見沼くらしっく館:
旧坂東家 今年のお正月

 え〜、昨年は夏の名物「物怪展示」以来くらしっく館のご紹介が途絶えておりまして誠に申し訳ありません。何をしていたんだと言われそうですが、昨年は秋の風水害、越後の地震、年末の大津波と、いろいろあって・・・というような偉そうなことではなく、ただぼんやりしておりました。

 今年の坂東家のお正月飾りでは神棚の注連飾りに添えられた「交譲葉(ゆずりは)」が真っ先に目に入りました。説明書きには「新旧交代、旧年から新年へのバトンタッチにつながる縁起を祝い、新春、正月のお飾りに用いる」とあり、

 ゆずりはや 口にふくみて 筆はじめ

という宝井其角の一句が添えられています。

 今年も見沼くらしっく館は勉強になります。
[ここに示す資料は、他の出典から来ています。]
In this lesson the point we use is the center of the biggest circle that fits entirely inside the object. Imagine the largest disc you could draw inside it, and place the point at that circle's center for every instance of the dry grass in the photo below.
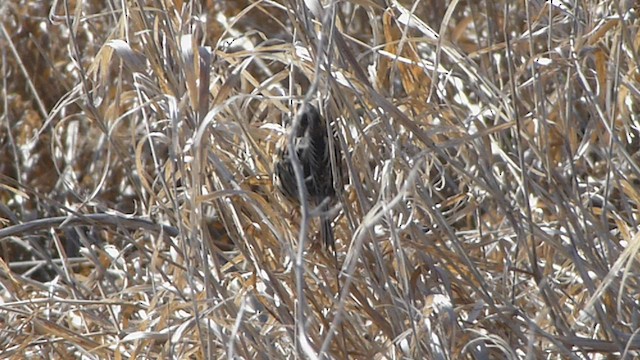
(492, 209)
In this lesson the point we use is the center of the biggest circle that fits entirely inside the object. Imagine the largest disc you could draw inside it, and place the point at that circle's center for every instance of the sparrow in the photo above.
(312, 145)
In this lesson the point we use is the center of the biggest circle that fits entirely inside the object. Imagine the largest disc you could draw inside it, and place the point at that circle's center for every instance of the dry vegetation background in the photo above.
(492, 209)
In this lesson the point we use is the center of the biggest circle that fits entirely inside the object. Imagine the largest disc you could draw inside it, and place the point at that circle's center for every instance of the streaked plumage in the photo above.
(312, 147)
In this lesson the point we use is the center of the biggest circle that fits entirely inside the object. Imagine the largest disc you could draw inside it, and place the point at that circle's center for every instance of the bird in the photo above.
(312, 145)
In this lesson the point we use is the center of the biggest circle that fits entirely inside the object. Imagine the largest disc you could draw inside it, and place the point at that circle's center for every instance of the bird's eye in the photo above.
(304, 121)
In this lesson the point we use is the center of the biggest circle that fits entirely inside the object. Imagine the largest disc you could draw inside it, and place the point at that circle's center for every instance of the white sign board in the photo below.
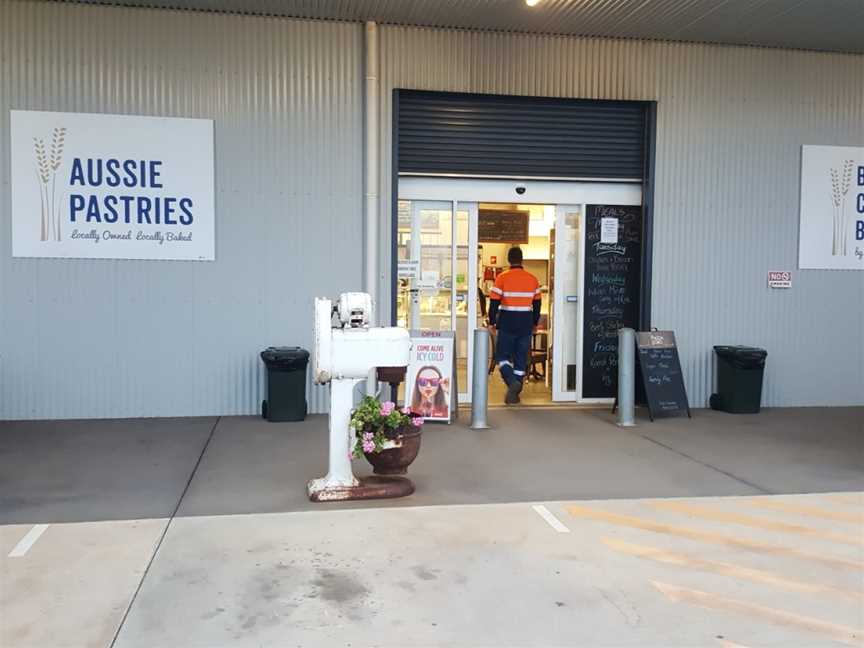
(831, 232)
(780, 279)
(429, 380)
(112, 186)
(409, 269)
(609, 230)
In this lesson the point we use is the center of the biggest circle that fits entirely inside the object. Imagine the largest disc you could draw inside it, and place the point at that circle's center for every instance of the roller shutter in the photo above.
(492, 135)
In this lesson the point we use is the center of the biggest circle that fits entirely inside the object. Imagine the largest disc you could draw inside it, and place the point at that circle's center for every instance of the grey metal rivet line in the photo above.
(480, 380)
(626, 376)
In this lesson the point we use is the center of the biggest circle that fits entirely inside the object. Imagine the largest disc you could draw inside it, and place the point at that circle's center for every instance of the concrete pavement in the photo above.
(196, 532)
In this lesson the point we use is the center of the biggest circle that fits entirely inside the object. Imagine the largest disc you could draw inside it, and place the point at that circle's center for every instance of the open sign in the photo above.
(780, 279)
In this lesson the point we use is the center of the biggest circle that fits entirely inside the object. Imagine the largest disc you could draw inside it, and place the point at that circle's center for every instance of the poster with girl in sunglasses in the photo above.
(429, 376)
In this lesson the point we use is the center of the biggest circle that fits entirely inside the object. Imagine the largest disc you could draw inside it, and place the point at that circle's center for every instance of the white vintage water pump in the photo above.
(347, 349)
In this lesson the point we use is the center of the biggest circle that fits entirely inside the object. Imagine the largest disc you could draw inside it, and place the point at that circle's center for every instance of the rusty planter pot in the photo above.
(395, 461)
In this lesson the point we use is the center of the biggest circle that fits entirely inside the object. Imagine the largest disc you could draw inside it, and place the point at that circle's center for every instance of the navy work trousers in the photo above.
(511, 354)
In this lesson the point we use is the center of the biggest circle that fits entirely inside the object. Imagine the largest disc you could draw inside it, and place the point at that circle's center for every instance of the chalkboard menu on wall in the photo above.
(611, 292)
(502, 226)
(661, 374)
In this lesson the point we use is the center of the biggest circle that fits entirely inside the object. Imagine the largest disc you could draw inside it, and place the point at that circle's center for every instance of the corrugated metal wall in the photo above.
(137, 338)
(731, 122)
(101, 338)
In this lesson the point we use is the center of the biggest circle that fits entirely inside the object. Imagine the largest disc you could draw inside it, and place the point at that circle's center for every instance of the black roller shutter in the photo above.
(492, 135)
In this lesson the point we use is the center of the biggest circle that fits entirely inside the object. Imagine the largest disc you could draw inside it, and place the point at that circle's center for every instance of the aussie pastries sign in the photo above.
(832, 208)
(111, 186)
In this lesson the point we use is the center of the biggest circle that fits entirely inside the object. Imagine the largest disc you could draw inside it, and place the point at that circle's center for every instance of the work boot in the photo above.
(513, 391)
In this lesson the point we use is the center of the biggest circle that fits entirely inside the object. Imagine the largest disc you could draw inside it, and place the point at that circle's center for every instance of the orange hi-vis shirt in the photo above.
(515, 306)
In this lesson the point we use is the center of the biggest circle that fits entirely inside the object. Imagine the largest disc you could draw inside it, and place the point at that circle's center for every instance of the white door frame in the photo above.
(468, 192)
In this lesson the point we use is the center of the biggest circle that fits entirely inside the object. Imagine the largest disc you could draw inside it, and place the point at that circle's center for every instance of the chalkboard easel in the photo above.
(660, 368)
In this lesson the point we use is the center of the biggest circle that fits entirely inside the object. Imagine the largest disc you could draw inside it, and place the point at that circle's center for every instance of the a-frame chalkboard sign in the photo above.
(660, 369)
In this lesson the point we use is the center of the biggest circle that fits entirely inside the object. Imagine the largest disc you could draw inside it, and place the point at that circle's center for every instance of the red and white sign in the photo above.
(780, 279)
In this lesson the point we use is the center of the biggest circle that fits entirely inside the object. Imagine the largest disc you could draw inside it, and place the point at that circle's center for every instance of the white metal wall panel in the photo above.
(105, 338)
(146, 338)
(730, 125)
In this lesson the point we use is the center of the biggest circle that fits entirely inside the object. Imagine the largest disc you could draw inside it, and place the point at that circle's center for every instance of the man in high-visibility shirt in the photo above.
(514, 311)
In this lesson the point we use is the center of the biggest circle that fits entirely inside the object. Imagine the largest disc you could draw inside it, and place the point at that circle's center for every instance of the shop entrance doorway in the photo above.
(458, 232)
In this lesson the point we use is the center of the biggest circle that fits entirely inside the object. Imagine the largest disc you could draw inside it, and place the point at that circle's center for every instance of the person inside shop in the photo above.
(514, 312)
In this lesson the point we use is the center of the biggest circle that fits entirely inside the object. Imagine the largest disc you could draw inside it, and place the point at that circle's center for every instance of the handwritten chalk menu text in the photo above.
(502, 226)
(611, 294)
(661, 374)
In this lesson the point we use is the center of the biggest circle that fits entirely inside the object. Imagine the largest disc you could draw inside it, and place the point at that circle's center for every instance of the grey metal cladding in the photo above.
(480, 134)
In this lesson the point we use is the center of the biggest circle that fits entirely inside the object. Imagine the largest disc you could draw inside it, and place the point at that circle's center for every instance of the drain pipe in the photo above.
(479, 383)
(371, 181)
(626, 376)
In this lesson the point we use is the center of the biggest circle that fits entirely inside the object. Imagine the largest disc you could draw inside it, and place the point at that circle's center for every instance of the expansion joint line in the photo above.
(165, 532)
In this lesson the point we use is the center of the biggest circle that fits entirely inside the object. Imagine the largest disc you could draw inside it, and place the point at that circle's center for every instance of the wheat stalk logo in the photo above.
(841, 180)
(48, 162)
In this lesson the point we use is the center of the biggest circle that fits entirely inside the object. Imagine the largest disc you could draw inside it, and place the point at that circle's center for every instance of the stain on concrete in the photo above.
(212, 614)
(423, 574)
(339, 587)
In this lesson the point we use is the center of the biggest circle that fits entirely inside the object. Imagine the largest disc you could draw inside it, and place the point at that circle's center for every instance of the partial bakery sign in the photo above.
(112, 186)
(832, 208)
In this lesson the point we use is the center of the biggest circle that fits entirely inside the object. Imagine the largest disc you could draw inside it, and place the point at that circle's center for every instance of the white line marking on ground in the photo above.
(28, 541)
(554, 522)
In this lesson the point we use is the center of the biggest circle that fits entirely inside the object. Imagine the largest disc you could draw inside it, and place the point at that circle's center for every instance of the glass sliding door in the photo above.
(438, 236)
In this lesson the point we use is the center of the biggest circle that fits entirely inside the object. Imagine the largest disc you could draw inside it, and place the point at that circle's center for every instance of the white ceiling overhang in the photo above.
(825, 25)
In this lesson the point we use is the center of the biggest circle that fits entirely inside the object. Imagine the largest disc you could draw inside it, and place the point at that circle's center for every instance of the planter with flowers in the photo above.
(387, 436)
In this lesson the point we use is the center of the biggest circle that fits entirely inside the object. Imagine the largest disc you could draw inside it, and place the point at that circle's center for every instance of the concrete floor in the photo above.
(197, 532)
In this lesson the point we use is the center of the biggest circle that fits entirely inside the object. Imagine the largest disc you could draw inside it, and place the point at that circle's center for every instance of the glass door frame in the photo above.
(455, 207)
(462, 191)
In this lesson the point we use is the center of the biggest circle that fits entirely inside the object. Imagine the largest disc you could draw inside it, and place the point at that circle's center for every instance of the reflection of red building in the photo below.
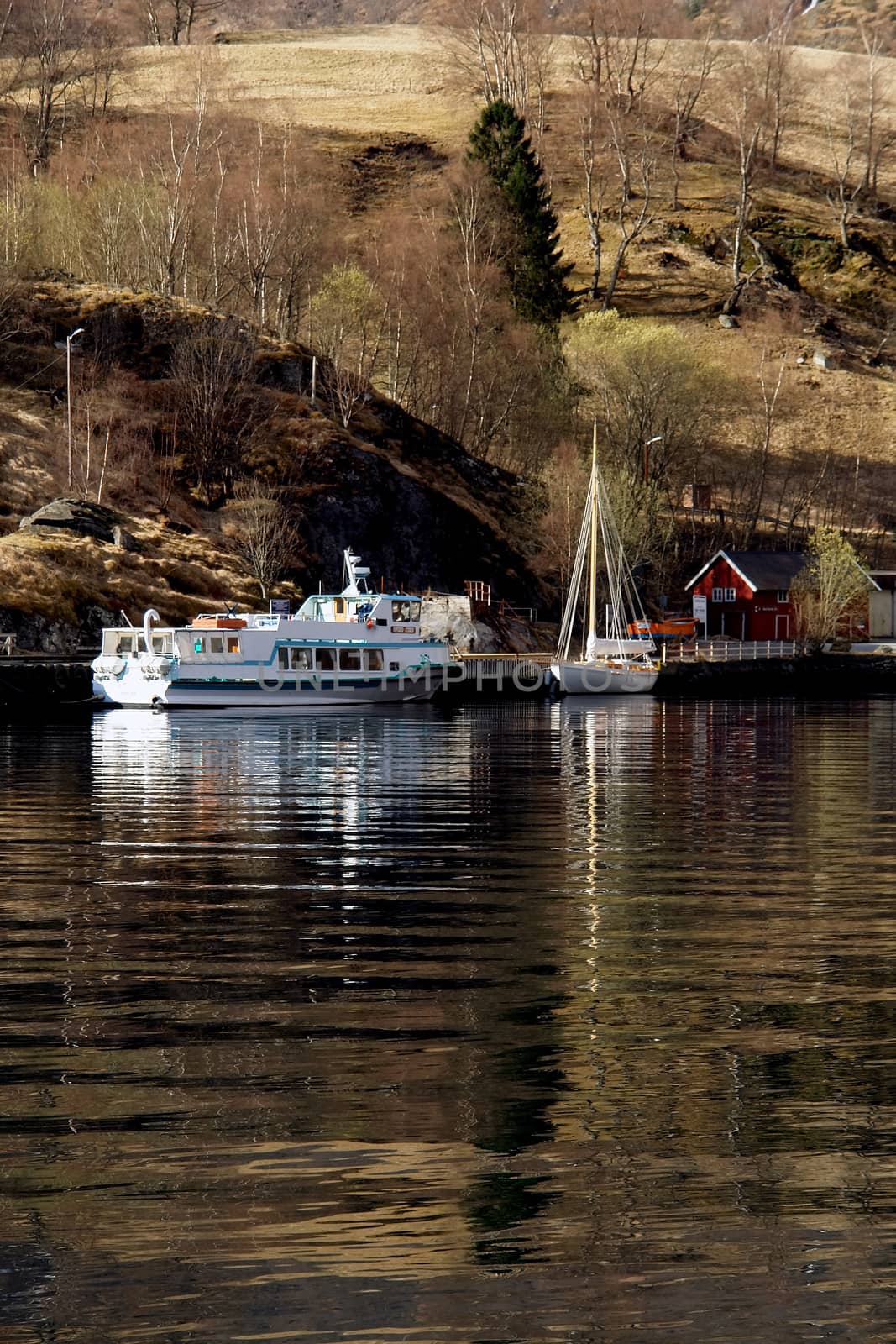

家に帰ってから手元の歳時記をひもとくと、楪(ゆずりは)とも書くようで、「トウダイグサ科の常緑高木。高さは10メートルにもおよぶ。(中略)正月の輪飾りなどに使われる。若葉を食用にする地方もある。新葉が出ると旧葉が落ちるのでこの名がある」と説明されていました。

 つづいて奥の座敷を伺い見ると、床の間の飾りもお正月らしく清々しい掛け軸にお供え餅、両脇には御幣が置かれています。近づいて見ると掛け軸も、お公家さんの装束をしたお侍さん(なんというものを知らない言葉遣い)が弓の手合わせをしているという趣向です。

  

 さて、いつも珍しいものが展示されているショーケースは如何にと移動してみますと、今回は「日本全国土産のお酒 歴史面白酒器展」という、これもお正月らしい展示です。いろいろな歴史上の人物にちなんだお酒の入れ物がずらりと並んでいます。織田信長、徳川家康、真田十勇士、斉藤道三、があるかと思うと会津中将(松平容保)、西郷隆盛まで見飽きのしない歴史群像を眺めることができます。どなたのコレクションでしょうか。集めた方のお話をとっくりと(徳利と?)伺ってみたい気がしました。

 

 まあ、そういうことで今年も旧坂東家住宅見沼くらしっく館にはいろいろと楽しませていただくことになりますので、昨年後半の空白を取り戻すべくレポートに励もうと思います。

あとがき:
 旧坂東家住宅見沼くらしっく館の囲炉裏はいつも赤々と火が燃えていて、鉄瓶で湧かしたお湯で淹れたお茶をいただくことができます。そこにはなんともいえない懐かしいくつろぎがあり、昔の暮らしに思いをはせながらお茶をすすることもここを訪れる人々の楽しみとなっているようです。

 スケジュールのご案内も久しぶりに更新しましたが、今年もいろいろな催し、企画展示が予定されています。なにかお目にとまりましたら是非見沼くらしっく館をお訪ね下さいますよう。